The Double Role Dilemma

Here’s something many people don’t realize until they try solo breathwork: when you practice alone, you have to be your own sitter. You’re simultaneously trying to surrender into the experience and monitor yourself for safety. This split attention naturally limits how far you can go.

It’s like trying to give yourself a massage—you can do it, but you can never fully relax because part of you is always “on duty.” With a facilitator holding the space, you can truly let go. You don’t have to keep one foot on the brake. Someone else is watching out for you, which paradoxically allows you to go much deeper.

When Intense Emotions Surface

This becomes especially important when powerful emotions like anger arise.
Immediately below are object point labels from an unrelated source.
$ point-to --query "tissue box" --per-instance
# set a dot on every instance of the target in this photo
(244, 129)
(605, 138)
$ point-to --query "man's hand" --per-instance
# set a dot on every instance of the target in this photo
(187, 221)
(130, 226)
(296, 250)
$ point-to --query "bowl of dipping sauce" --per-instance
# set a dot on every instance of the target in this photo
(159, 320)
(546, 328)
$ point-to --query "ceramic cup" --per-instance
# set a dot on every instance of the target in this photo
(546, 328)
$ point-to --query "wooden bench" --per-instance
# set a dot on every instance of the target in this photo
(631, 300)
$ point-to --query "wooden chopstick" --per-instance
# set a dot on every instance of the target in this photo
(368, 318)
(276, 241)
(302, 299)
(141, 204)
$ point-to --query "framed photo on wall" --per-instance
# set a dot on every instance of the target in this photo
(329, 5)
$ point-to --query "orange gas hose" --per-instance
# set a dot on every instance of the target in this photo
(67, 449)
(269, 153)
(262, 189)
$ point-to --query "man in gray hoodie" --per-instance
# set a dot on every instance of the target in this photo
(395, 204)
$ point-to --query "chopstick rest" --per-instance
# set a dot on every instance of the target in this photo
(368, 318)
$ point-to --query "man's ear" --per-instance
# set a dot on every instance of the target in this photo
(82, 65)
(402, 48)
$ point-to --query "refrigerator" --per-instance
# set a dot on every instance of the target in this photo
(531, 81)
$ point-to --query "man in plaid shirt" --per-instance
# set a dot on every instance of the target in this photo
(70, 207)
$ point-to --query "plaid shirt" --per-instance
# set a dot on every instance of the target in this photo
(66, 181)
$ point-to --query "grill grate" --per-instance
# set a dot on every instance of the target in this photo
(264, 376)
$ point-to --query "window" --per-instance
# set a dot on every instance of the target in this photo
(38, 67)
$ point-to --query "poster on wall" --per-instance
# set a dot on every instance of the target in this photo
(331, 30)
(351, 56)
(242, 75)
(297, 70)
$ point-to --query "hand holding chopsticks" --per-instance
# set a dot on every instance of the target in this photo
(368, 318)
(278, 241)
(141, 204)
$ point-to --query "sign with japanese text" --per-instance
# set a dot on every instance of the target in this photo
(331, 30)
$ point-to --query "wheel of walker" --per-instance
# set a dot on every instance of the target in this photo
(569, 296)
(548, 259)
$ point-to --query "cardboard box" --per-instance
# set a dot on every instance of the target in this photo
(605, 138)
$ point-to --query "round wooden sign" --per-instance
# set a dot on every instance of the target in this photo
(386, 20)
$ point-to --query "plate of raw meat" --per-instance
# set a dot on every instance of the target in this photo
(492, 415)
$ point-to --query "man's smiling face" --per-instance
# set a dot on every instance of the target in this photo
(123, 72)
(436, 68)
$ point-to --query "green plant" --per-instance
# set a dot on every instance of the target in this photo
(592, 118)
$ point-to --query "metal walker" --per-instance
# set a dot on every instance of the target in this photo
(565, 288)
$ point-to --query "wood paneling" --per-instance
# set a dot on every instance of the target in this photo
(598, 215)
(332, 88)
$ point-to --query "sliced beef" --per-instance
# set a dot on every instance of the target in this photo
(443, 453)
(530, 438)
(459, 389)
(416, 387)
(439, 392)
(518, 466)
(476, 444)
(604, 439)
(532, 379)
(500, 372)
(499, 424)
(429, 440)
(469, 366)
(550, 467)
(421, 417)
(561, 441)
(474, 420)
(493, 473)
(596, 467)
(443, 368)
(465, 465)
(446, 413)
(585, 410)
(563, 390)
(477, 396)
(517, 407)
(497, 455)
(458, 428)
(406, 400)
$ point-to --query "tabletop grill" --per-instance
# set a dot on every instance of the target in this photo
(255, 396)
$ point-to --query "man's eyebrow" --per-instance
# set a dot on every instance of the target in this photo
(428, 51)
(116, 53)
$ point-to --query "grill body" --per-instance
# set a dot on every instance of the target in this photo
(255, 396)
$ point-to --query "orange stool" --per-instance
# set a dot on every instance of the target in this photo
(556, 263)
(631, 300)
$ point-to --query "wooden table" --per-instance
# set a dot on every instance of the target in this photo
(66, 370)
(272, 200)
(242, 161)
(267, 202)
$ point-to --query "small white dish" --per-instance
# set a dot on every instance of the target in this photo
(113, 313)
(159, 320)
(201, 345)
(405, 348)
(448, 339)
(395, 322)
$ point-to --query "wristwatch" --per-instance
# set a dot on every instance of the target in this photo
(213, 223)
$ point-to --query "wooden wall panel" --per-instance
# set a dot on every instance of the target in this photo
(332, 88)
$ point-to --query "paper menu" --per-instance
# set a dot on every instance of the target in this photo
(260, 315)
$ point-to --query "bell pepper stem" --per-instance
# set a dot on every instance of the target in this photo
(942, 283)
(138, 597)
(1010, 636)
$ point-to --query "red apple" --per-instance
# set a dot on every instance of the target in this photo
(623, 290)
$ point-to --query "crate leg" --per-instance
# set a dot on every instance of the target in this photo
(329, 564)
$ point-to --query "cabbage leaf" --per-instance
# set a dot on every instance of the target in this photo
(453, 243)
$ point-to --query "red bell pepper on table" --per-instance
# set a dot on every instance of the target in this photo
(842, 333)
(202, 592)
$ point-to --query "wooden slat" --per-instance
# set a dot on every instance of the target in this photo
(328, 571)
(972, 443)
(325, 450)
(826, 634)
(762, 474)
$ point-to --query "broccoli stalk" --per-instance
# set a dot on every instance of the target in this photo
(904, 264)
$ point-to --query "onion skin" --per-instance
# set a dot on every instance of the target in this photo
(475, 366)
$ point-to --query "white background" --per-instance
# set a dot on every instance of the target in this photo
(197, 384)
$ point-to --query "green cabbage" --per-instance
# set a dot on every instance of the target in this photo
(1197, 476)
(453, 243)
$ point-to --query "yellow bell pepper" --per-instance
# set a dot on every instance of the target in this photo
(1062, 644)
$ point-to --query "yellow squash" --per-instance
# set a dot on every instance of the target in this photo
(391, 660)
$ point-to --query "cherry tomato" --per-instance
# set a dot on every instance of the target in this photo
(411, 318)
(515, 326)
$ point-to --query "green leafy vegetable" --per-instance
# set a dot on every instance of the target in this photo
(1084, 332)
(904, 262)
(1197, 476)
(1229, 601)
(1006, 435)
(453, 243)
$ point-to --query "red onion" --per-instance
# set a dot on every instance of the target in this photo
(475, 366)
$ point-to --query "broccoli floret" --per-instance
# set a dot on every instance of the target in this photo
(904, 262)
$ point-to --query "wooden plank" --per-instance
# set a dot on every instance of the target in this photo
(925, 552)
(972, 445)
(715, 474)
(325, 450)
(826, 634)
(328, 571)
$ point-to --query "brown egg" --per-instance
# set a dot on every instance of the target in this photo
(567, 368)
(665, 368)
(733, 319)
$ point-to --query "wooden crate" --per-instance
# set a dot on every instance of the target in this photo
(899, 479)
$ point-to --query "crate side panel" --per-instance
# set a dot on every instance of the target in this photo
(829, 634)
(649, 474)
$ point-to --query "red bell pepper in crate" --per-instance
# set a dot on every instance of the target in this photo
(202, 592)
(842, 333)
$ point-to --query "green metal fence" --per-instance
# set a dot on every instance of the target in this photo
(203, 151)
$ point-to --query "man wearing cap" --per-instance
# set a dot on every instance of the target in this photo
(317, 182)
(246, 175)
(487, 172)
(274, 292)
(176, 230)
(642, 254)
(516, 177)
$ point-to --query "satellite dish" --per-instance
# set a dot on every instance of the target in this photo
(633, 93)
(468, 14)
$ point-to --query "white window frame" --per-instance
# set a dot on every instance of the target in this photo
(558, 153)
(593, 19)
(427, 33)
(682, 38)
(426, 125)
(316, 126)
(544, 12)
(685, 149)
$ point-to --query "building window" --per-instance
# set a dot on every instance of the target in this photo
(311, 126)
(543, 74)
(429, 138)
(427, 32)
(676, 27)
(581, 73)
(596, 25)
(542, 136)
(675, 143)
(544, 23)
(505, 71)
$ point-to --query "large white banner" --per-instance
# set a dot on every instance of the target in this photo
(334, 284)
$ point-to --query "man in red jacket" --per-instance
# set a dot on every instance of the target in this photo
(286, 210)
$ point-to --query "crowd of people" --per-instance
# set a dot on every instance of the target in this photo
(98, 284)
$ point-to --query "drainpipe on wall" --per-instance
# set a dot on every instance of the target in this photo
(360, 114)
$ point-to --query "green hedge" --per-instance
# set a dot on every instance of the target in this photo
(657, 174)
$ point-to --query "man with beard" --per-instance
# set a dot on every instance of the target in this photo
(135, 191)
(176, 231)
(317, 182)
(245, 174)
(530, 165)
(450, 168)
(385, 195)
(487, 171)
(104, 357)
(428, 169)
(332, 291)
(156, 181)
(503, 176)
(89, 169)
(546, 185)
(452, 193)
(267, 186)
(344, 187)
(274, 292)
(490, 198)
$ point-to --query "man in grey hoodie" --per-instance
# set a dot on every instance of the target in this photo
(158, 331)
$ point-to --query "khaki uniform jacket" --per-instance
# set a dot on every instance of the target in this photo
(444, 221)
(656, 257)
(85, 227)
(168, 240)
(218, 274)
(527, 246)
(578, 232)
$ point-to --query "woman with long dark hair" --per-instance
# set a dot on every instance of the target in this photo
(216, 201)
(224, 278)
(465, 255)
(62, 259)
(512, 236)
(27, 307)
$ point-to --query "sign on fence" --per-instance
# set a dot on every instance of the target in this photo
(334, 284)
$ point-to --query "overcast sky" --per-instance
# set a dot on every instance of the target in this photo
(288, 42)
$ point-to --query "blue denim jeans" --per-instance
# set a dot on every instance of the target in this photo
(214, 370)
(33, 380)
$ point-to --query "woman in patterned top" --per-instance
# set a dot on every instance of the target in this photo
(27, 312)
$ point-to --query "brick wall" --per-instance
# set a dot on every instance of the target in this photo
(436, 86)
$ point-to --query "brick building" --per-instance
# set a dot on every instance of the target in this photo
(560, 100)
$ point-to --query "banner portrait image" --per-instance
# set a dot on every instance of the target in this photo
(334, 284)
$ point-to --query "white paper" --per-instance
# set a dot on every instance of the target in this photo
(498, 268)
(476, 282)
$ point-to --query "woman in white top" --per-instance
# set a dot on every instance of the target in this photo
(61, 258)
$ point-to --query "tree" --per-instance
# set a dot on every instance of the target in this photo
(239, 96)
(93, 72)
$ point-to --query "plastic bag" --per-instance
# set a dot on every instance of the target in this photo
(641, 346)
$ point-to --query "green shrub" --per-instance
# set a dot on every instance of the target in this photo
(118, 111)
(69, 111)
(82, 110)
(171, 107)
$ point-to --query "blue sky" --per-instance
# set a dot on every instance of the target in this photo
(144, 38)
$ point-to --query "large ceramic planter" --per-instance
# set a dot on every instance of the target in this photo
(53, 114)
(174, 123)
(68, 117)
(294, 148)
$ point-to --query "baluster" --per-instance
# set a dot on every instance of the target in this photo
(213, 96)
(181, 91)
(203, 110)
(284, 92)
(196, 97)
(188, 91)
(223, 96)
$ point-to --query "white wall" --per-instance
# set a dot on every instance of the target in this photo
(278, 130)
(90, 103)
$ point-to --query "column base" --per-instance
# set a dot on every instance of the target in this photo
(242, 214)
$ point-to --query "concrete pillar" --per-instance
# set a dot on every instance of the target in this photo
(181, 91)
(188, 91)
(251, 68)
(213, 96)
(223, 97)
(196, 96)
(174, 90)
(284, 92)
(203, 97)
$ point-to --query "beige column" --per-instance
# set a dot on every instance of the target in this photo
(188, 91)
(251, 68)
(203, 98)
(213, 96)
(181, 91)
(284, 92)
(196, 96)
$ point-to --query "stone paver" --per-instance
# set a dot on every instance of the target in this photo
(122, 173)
Anger can be incredibly therapeutic to express and release in breathwork—but it often needs support to move through fully.

With a facilitator present, you have permission to really feel that anger, to let it move through your body, perhaps to vocalize or make sounds. The facilitator’s grounded presence provides a safe container for that intensity. Without that support, you might unconsciously shut the anger down before it fully processes, afraid of where it might take you or worried about losing control.

Deep Trance States and Spontaneous Movement

As practitioners go deeper into breathwork, they sometimes drop into profound trance states. Your body may begin shaking, trembling, or moving spontaneously as it releases held tension and trauma. These are natural, therapeutic responses—but they can be alarming if you’re alone.

When you have a facilitator present, you can surrender into these deeper states without fear. If your body needs to shake, it can shake. If you need to move, you can move. You’re not pulled out of the healing process by your own concern about what’s happening. The sitter’s calm presence communicates: “You’re safe. This is okay. I’m here.” That reassurance allows your nervous system to complete its healing cycle rather than shutting down prematurely.

Other Important Safety Considerations

Beyond these concerns, facilitators also provide:

  • Monitoring for physical responses like hyperventilation, tetany, or fainting
  • Guidance to maintain proper breathing technique
  • Help with grounding and integration afterward
  • The freedom to fully surrender without self-monitoring

Building Toward Independent Practice

This doesn’t mean you’ll always need a facilitator. Many practitioners gradually develop a solo practice after working with skilled guidance. The key is building that foundation first—learning how your system responds, developing your own capacity for self-regulation, and understanding your personal edges and triggers.

Think of it like learning to swim. You wouldn’t start in the deep end alone. You’d work with an instructor in shallow water first, building skills and confidence before swimming independently.

The Bottom Line

Breathwork can be an extraordinary tool for healing, growth, and self-discovery. But like any powerful modality, it deserves respect and proper support—especially as you’re learning. While solo practice has its place in an experienced practitioner’s routine, beginning your breathwork journey with qualified facilitation isn’t just safer—it’s actually more effective.

Your healing deserves to be held in the kind of presence that was perhaps missing the first time around. That’s not a luxury; that’s how transformation actually happens.


If you’re interested in exploring breathwork with proper support, look for certified facilitators who have completed comprehensive training programs and understand trauma-informed practices.